One of the main reasons young journalists give for why they chose their career is that "it my be many things, but it is never dull."
Whether you are a photographer in your twenties, working for the Lawrence Journal in the Kansas heartland, a one-man band videojournalist at New York1, at Time Warner's cable news operation in New York City, or a hundred-thousand-dollar-a-year contract photographer for one of the news weeklies pinned down under a misdirected "friendly fire" strike - the thing that keeps you going is you never know when you get out of bed (or a sleeping bag) in the morning, what it is you are going to witness that day. The stories are not bigger or better, they are just different.
In the beginning, the shape that the "press" would eventually take was never really in question. Newspapers were published on presses, and delivered by trucks to the circulation area. Broadcast was parceled out into snippets of a 24-hour spectrum, and emerged on a local, national, or international arena via stations and networks. Everyone was fairly comfortable with what they perceived the "media" to be all about.
In the past two decades, however, as newspapers and magazines merged to form conglomerates, networks and studios became huge bundlers of "content," the traditional distinctions between editorial and advertising became increasingly hard to pinpoint.

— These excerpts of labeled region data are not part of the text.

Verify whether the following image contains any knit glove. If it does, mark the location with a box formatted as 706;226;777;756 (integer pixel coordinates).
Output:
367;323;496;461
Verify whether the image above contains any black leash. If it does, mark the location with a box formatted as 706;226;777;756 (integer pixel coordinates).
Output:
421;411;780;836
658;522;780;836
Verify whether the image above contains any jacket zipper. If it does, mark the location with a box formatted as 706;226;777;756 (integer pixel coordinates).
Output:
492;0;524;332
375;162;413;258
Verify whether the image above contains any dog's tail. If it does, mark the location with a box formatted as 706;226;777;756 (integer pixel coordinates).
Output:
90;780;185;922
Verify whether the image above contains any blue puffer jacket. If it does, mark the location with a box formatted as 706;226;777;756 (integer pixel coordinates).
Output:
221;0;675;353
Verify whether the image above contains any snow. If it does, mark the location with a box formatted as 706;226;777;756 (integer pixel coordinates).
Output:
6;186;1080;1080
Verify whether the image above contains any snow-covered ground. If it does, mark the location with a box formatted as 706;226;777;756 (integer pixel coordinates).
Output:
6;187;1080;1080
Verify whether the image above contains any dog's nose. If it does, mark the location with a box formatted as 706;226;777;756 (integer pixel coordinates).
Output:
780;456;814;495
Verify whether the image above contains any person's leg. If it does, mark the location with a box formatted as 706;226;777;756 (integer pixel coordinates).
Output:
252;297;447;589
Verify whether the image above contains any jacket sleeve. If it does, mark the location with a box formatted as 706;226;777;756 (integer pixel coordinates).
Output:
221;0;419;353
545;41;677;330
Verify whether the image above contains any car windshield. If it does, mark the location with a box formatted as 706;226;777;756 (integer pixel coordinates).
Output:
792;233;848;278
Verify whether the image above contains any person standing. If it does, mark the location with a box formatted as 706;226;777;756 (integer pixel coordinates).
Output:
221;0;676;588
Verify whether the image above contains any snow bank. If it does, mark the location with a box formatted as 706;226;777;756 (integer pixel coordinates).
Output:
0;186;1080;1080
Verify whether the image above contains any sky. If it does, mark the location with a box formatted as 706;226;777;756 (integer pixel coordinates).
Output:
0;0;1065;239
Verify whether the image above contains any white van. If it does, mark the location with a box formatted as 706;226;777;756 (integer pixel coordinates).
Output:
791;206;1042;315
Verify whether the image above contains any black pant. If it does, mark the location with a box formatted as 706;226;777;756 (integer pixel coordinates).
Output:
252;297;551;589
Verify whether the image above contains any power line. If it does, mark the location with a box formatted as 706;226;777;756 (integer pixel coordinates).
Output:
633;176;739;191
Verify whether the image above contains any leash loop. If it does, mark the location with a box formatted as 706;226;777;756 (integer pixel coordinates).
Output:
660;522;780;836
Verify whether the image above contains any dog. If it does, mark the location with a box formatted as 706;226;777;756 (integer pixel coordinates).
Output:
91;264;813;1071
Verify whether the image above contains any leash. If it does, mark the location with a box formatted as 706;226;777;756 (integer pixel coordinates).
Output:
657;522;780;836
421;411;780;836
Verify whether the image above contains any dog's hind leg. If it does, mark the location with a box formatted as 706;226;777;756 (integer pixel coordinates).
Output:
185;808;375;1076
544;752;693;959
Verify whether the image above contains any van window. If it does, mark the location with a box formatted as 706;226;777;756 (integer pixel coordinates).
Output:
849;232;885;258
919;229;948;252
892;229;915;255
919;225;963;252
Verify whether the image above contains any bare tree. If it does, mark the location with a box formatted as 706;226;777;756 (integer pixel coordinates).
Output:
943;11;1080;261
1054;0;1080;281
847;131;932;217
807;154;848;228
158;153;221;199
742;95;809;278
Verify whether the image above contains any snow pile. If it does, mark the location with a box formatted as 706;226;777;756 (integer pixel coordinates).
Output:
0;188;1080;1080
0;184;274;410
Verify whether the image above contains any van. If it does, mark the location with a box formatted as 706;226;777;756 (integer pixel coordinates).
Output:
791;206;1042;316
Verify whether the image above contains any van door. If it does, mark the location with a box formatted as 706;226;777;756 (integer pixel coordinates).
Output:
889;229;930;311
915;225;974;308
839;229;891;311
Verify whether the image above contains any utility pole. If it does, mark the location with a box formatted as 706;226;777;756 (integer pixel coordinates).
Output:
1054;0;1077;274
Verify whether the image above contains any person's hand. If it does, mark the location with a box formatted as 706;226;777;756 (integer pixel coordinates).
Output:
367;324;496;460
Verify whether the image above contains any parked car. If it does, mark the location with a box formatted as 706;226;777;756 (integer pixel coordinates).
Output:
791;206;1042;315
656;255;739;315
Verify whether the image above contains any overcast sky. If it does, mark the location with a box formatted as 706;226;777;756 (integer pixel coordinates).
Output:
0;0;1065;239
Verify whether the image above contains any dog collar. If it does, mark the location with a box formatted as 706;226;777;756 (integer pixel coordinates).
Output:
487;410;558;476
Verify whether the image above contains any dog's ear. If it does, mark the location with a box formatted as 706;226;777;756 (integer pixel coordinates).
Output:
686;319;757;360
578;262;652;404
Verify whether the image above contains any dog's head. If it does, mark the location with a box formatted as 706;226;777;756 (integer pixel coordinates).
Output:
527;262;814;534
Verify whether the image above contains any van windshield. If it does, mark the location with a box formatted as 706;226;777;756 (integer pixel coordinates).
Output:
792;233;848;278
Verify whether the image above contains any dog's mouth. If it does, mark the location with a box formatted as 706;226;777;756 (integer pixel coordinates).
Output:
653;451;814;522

Many journalism commentators have pointed to the events of September 11 as a clarifying moment in the midst of all this confusion. When the basic components and qualities of journalism could actually be identified. In addition, the traditional cost/benefit analysis could be charted. How much did it cost to cover the events surrounding that day and the days that followed? How many copies were sold? What was the reaction of the community to the product, and how does it translate into "good will" for our future relationships (a.k.a., sales?)
By the end of the year, what had looked like an encouraging move in the industry became shrouded in "The Real Costs."
The current IFRA trend report, which covers the newspaper industry, indicates that journalists in the future will have to fight for the "heart" of the newspaper. To get a glimpse of how these problems are developing, just look at the front pages of leading online publications such as the Washington Post (washingtonpost.com) and MSNBC (msnbc.com).
The number of stories listed on their "home page" are increasing constantly. Each time a choice is made to add a hypertext headline, the page becomes more diffused. The essential role of the "editor" in deciding what NOT to put into the publication becomes a function of the politically incorrect.
We recently talked to a newspaper editor about the choices that were available to him on September 11. He agreed that he had been presented with a cornucopia of stories and visuals from the wire services. That was the good news. It was also the bad news, as photographic files began to march like the "Sorcerer's Apprentice" across his desktop.
The broadcast and cable viewer has watched the sleek display of the video monitor start to resemble a website, as stations try to cram crawls, zings, boxes, and other graphics above and below, and often to either side of the image. What this tells us is that the broadcaster no longer understands the concept of editorial judgment on the part of their editors, and certainly has no interest in trying to help the viewer in sorting out the real news from the chaff.
In market terms, the consumer will become a wholesaler. "Interactive guides" will replace the function of "editors," including the traditional mission of training new generations of journalists.
According to a report by analyst Eric Scheirer , published in Forrester Research, there has never really been any mass audience for newspapers' bundled content, just "coalition audiences" of people with different interests all turning to newspapers for lack of other choices. Today, there are many more distribution channels available to give consumers exactly the content they want, as well as a growing number of audience guides, which Forrester defines as "tools and services that help individuals decide what to read, hear or watch." Together, Scherer says, these developments rob newspapers of their core justification, along with their advertising appeal. The result: "Lacking the classified revenue to prop up unprofitable newsgathering. Newspapers outside the top five markets will cut costs by increasing their reliance on syndicated material - even on the front page - by 2006.
Top brands like the Wall Street Journal and the Washington Post will scale down, becoming syndicated providers of branded niche content - business news and political news, respectively." Similar fates for similar reasons will befall the distribution-centric major television networks and music labels. ("Guides Redefine Mass Media," The Forrester Report December 2001.)
In the coming year we will continue our study of the State of Photojournalism 2003. We'll take a look at how the wire services have expanded their role, and how the traditional news picture agencies are trying to find a role for themselves in this new digital world.
We will also be examining the real heart of the digital transformation in photojournalism, by taking a look at how the "mega-sites" like MSNBC and The Washington Post are threading their way through the technological and ethical jungle that confronts us all.